ECLI:NL:RVS:2022:1245

Raad van State

Datum uitspraak
28 april 2022
Publicatiedatum
26 april 2022
Zaaknummer
202200006/1/V3
Instantie
Raad van State
Type
Uitspraak
Rechtsgebied
Bestuursrecht; Vreemdelingenrecht
Procedures
  • Hoger beroep
Rechters
Vindplaatsen
  • Rechtspraak.nl
AI samenvatting door LexboostAutomatisch gegenereerd

Afwijzing aanvraag verblijfsvergunning asiel en hoger beroep

In deze zaak heeft de Afdeling bestuursrechtspraak van de Raad van State op 28 april 2022 uitspraak gedaan in het hoger beroep van een vreemdeling tegen de afwijzing van zijn aanvraag voor een verblijfsvergunning asiel. De staatssecretaris van Justitie en Veiligheid had op 17 augustus 2021 de aanvraag van de vreemdeling afgewezen. De rechtbank Den Haag, zittingsplaats Arnhem, verklaarde op 7 december 2021 het beroep van de vreemdeling ongegrond. De vreemdeling, vertegenwoordigd door mr. E. Derksen, heeft hiertegen hoger beroep ingesteld.
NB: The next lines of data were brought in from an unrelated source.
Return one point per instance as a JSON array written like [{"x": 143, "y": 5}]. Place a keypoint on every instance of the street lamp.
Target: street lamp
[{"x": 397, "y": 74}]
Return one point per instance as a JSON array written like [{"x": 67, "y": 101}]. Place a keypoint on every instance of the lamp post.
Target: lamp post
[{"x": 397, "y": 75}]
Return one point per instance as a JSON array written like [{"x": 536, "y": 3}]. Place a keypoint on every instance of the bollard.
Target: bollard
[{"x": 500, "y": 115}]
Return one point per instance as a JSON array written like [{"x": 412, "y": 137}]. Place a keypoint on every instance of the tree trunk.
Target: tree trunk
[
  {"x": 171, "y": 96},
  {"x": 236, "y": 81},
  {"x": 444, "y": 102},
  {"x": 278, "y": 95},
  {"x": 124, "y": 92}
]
De Raad van State oordeelde dat de rechtbank terecht heeft vastgesteld dat de staatssecretaris het asielrelaas van de vreemdeling niet geloofwaardig achtte. De vreemdeling had op belangrijke punten in zijn asielrelaas summier, onsamenhangend en soms tegenstrijdig verklaard. Bovendien waren de verklaringen van de vreemdeling over zijn vrees voor de Black Axe gebaseerd op aannames en niet overtuigend. De vreemdeling heeft ook niet kunnen aantonen dat hij geen bescherming kan inroepen van de autoriteiten in zijn land van herkomst.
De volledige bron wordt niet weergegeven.